As I understand, the arguments in Zhang and Shu's positivity limiter only apply when solution values at Gauss-Legendre-Lobatto (GLL) points (or any solution points that include $-1,1$) are made admissibility. One way to apply it to a DG scheme using any other solution points is to (1) Extrapolate/Interpolate the solution polynomial to GLL points, and then (2) Correct those GLL point values.

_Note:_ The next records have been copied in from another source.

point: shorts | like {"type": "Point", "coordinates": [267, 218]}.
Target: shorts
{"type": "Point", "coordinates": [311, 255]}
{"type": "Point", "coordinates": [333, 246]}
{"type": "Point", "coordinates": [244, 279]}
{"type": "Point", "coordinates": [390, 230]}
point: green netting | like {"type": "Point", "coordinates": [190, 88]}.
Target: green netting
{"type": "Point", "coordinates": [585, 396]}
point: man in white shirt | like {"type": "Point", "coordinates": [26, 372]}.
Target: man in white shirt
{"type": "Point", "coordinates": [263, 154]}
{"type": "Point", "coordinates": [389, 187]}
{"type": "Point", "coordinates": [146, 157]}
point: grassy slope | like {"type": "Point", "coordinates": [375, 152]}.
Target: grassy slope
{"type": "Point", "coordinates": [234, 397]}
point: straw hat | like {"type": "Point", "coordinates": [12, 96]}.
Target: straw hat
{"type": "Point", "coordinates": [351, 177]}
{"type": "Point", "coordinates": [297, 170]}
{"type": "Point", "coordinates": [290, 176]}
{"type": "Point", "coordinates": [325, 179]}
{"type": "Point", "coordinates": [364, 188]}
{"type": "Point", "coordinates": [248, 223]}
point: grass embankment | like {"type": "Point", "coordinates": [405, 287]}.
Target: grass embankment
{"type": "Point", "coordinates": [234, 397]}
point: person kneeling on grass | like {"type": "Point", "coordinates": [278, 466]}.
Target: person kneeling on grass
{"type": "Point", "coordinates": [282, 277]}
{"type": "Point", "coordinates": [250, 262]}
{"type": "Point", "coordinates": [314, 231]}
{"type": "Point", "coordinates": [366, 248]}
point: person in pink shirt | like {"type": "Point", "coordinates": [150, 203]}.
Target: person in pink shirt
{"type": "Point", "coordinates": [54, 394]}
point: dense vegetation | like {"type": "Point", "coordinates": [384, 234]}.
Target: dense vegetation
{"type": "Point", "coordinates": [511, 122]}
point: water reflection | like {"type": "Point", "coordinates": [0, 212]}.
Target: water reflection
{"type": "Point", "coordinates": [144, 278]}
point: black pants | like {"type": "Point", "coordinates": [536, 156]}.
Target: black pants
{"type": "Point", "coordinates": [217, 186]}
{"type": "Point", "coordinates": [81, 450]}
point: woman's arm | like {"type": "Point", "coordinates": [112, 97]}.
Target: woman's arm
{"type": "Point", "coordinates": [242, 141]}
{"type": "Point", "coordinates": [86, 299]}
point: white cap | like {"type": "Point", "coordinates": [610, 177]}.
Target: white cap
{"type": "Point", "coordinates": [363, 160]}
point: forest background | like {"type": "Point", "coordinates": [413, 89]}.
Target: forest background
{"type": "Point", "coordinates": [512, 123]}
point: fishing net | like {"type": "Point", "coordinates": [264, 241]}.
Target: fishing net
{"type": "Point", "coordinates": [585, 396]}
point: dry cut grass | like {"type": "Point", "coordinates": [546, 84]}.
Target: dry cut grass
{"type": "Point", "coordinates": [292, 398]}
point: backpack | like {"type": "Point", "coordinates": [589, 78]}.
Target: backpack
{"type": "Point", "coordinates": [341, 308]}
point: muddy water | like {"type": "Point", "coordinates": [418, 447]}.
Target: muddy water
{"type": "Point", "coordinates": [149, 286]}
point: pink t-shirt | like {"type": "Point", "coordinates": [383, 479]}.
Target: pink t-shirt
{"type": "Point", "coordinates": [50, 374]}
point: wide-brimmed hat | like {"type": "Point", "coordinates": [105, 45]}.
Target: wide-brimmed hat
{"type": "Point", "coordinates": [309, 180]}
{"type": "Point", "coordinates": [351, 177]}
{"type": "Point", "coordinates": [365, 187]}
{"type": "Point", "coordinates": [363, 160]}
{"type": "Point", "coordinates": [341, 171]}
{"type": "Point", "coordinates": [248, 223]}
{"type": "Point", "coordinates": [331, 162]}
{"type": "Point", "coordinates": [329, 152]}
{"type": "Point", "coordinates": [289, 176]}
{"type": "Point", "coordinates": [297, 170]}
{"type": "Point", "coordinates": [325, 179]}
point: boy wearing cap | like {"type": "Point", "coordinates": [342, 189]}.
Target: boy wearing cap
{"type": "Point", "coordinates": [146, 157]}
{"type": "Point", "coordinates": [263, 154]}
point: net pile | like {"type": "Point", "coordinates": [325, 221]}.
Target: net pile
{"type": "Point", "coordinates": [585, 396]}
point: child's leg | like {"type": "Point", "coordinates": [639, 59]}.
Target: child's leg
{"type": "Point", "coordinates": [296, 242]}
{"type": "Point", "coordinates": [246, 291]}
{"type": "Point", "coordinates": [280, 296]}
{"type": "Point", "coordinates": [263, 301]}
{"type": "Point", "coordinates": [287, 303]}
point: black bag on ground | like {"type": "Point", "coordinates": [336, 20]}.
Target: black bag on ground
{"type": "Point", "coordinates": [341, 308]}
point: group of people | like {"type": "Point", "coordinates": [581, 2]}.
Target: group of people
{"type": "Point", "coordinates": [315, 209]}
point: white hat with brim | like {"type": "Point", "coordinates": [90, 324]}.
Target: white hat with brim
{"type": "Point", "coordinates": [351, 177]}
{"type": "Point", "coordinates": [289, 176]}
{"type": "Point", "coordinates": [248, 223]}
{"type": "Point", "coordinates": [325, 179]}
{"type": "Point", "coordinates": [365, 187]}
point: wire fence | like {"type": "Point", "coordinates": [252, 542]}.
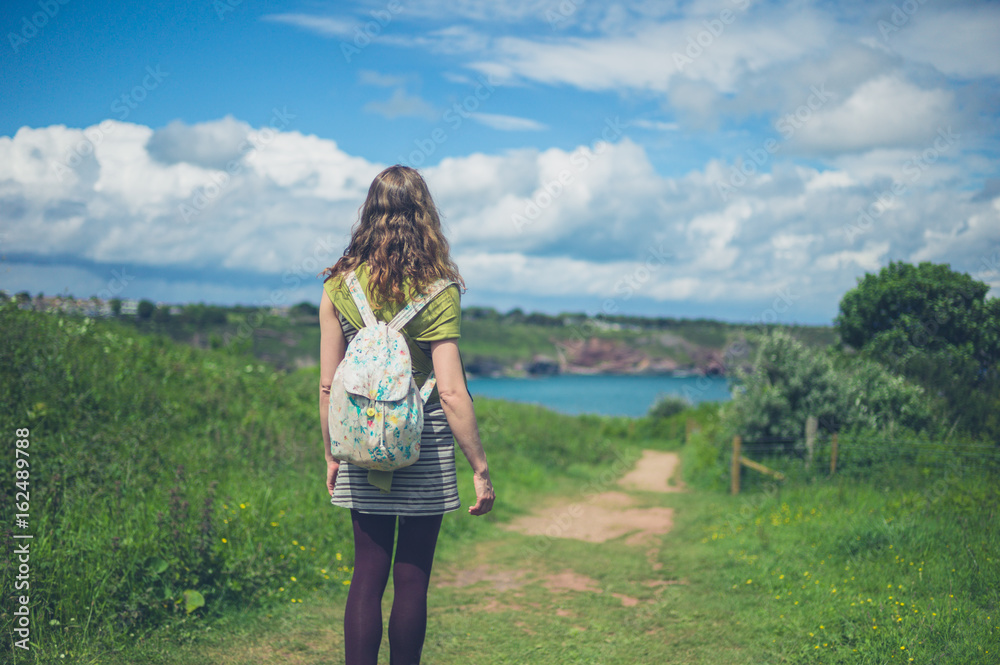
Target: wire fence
{"type": "Point", "coordinates": [883, 459]}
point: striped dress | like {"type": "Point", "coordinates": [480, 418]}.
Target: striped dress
{"type": "Point", "coordinates": [429, 486]}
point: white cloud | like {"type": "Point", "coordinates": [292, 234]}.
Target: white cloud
{"type": "Point", "coordinates": [326, 26]}
{"type": "Point", "coordinates": [402, 105]}
{"type": "Point", "coordinates": [597, 220]}
{"type": "Point", "coordinates": [655, 125]}
{"type": "Point", "coordinates": [209, 144]}
{"type": "Point", "coordinates": [508, 123]}
{"type": "Point", "coordinates": [958, 41]}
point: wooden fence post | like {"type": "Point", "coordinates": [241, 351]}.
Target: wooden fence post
{"type": "Point", "coordinates": [735, 483]}
{"type": "Point", "coordinates": [812, 424]}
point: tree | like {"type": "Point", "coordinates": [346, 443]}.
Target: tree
{"type": "Point", "coordinates": [934, 325]}
{"type": "Point", "coordinates": [790, 382]}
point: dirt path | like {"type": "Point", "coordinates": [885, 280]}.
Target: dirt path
{"type": "Point", "coordinates": [599, 517]}
{"type": "Point", "coordinates": [594, 517]}
{"type": "Point", "coordinates": [590, 567]}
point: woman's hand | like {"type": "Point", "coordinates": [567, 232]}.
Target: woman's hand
{"type": "Point", "coordinates": [484, 494]}
{"type": "Point", "coordinates": [332, 466]}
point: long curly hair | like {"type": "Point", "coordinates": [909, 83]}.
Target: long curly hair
{"type": "Point", "coordinates": [398, 233]}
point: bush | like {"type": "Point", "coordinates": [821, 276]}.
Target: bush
{"type": "Point", "coordinates": [790, 382]}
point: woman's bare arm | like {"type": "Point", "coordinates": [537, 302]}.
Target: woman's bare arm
{"type": "Point", "coordinates": [332, 347]}
{"type": "Point", "coordinates": [457, 405]}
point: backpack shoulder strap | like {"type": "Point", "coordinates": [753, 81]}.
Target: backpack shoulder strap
{"type": "Point", "coordinates": [358, 294]}
{"type": "Point", "coordinates": [413, 307]}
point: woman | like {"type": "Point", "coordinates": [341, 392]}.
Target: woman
{"type": "Point", "coordinates": [396, 249]}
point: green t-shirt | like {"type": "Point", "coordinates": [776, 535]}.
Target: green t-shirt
{"type": "Point", "coordinates": [441, 318]}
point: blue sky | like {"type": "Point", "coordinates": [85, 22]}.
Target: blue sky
{"type": "Point", "coordinates": [729, 159]}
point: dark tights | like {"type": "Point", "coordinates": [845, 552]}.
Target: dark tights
{"type": "Point", "coordinates": [411, 572]}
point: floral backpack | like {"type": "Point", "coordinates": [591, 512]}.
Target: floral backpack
{"type": "Point", "coordinates": [376, 409]}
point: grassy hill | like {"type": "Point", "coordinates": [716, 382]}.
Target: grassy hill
{"type": "Point", "coordinates": [178, 508]}
{"type": "Point", "coordinates": [492, 342]}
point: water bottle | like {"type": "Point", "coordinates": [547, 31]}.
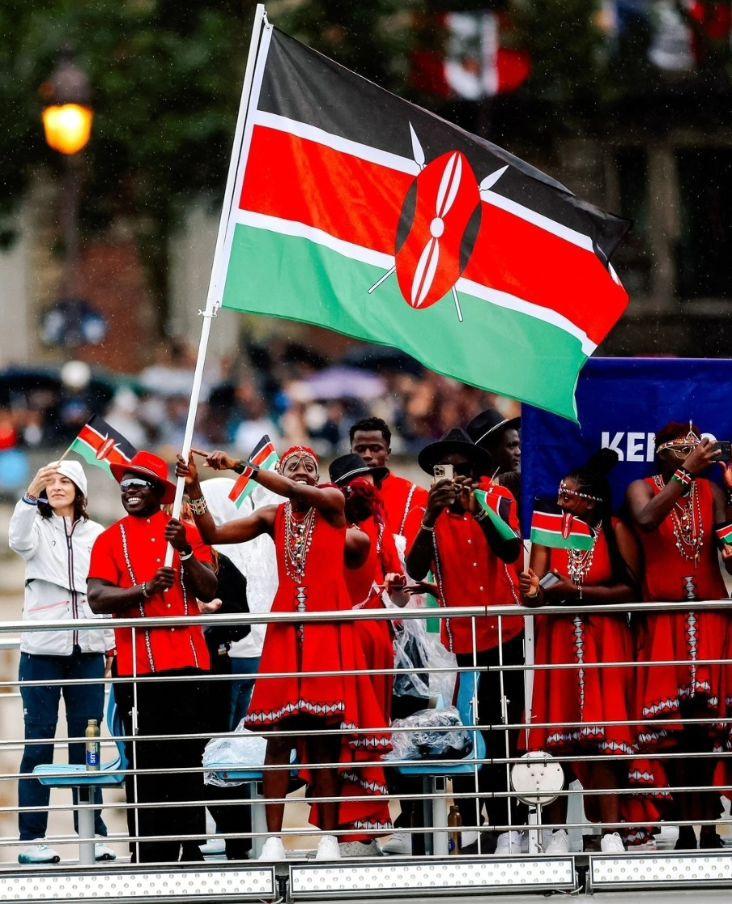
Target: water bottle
{"type": "Point", "coordinates": [92, 745]}
{"type": "Point", "coordinates": [454, 823]}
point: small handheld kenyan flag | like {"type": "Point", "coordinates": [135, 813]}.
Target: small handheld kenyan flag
{"type": "Point", "coordinates": [101, 445]}
{"type": "Point", "coordinates": [551, 526]}
{"type": "Point", "coordinates": [265, 457]}
{"type": "Point", "coordinates": [497, 508]}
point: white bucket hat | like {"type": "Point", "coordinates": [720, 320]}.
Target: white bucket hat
{"type": "Point", "coordinates": [74, 471]}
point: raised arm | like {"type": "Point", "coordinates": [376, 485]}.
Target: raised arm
{"type": "Point", "coordinates": [237, 531]}
{"type": "Point", "coordinates": [650, 510]}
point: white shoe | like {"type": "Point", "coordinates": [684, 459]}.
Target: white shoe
{"type": "Point", "coordinates": [102, 851]}
{"type": "Point", "coordinates": [612, 843]}
{"type": "Point", "coordinates": [328, 848]}
{"type": "Point", "coordinates": [358, 849]}
{"type": "Point", "coordinates": [213, 847]}
{"type": "Point", "coordinates": [399, 844]}
{"type": "Point", "coordinates": [512, 843]}
{"type": "Point", "coordinates": [273, 851]}
{"type": "Point", "coordinates": [38, 852]}
{"type": "Point", "coordinates": [558, 843]}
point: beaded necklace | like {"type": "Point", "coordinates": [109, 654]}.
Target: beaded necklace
{"type": "Point", "coordinates": [686, 520]}
{"type": "Point", "coordinates": [298, 540]}
{"type": "Point", "coordinates": [579, 561]}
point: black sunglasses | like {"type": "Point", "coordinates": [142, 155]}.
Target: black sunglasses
{"type": "Point", "coordinates": [132, 483]}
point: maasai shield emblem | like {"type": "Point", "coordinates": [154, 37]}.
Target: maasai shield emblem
{"type": "Point", "coordinates": [431, 259]}
{"type": "Point", "coordinates": [441, 216]}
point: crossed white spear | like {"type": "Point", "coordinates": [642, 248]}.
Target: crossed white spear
{"type": "Point", "coordinates": [446, 194]}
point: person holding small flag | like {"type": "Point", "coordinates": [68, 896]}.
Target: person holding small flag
{"type": "Point", "coordinates": [676, 513]}
{"type": "Point", "coordinates": [128, 578]}
{"type": "Point", "coordinates": [466, 546]}
{"type": "Point", "coordinates": [52, 532]}
{"type": "Point", "coordinates": [564, 568]}
{"type": "Point", "coordinates": [309, 531]}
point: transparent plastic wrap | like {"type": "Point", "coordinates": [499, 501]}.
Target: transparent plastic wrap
{"type": "Point", "coordinates": [425, 741]}
{"type": "Point", "coordinates": [239, 750]}
{"type": "Point", "coordinates": [415, 650]}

jlchan commented 1 month ago

Yes - the Zhang-Shu limiter involves two steps, not all of which generalize to Gauss-Legendre solvers. These are:

  1. a CFL condition to ensure that the cell average of the high order DG solution is positive
  2. a scaling limiter to compress the high order solution towards the cell solution average

The first argument assumes both a Forward Euler time-step structure and "standard" polynomial interpolation to evaluate interface values of the solution, neither of which is true for GaussSBP solvers, so I'm not sure we could prove positivity of Zhang-Shu limiting in this setting.

We could, however, implement the second part - a heuristic a-posteriori scaling to try to avoid negativity.